A leaked GitHub token from Novo Nordisk has exposed a critical vulnerability in the pharmaceutical giant's software development pipeline, according to cybersecurity researchers. The breach underscores a fundamental misstep many organizations make: treating secrets management as a tooling problem rather than an identity problem.
The incident, reported by Dark Reading, reveals how an exposed token could allow attackers to infiltrate the development pipeline, potentially compromising code integrity and sensitive systems. While the full scope of the breach remains unclear, the discovery highlights the growing risk associated with credential leakage in high-stakes environments like healthcare and pharmaceuticals.
Attack vectors in such cases typically involve attackers scanning public repositories or logs for exposed tokens, which then grant unauthorized access to private codebases, continuous integration/continuous deployment (CI/CD) pipelines, or cloud infrastructure. This method bypasses traditional perimeter defenses by targeting the software supply chain itself.

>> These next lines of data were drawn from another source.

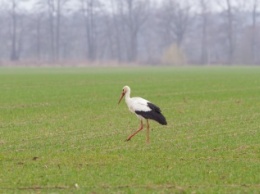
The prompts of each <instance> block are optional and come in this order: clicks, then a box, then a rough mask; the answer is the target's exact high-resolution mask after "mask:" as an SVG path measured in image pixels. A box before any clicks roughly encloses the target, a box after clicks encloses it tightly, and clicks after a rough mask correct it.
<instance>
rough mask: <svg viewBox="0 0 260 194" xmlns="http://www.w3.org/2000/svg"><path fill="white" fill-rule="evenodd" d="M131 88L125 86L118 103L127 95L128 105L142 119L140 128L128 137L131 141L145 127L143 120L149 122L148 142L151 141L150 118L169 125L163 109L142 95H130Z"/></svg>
mask: <svg viewBox="0 0 260 194" xmlns="http://www.w3.org/2000/svg"><path fill="white" fill-rule="evenodd" d="M130 93H131V89H130V87H128V86H124V88H123V92H122V95H121V97H120V100H119V102H118V103H120V101H121V99H122V98H123V97H124V96H125V102H126V104H127V106H128V109H129V110H130V112H132V113H134V114H136V116H137V117H138V118H139V119H140V121H141V126H140V128H139V129H138V130H137V131H136V132H135V133H133V134H132V135H130V136H129V137H128V138H127V141H129V140H130V139H131V138H132V137H133V136H134V135H136V134H137V133H138V132H139V131H141V130H142V129H143V120H146V122H147V142H148V143H149V123H148V119H152V120H155V121H157V122H158V123H160V124H162V125H167V122H166V119H165V117H164V116H163V115H162V114H161V110H160V108H159V107H157V106H156V105H154V104H152V103H151V102H150V101H148V100H146V99H143V98H140V97H133V98H131V97H130Z"/></svg>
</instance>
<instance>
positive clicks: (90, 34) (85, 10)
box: [80, 0, 101, 61]
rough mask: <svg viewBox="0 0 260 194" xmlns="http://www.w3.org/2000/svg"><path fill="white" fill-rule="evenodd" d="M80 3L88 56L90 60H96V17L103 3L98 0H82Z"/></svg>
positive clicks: (93, 60)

Mitigation requires shifting from a tooling-centric approach—where secrets are stored in vaults but still handled insecurely—to an identity-centric model. This means treating every secret as an identity credential that should be tied to specific roles, rotated frequently, and monitored for anomalous usage. No specific patches were detailed, but organizations are urged to audit token exposure and enforce least-privilege policies.
The broader lesson is that secrets management failures are not isolated to any single industry. As software supply chain attacks increase, the Novo Nordisk case serves as a reminder that robust identity governance must extend beyond traditional authentication to encompass every automated process that relies on tokens or keys.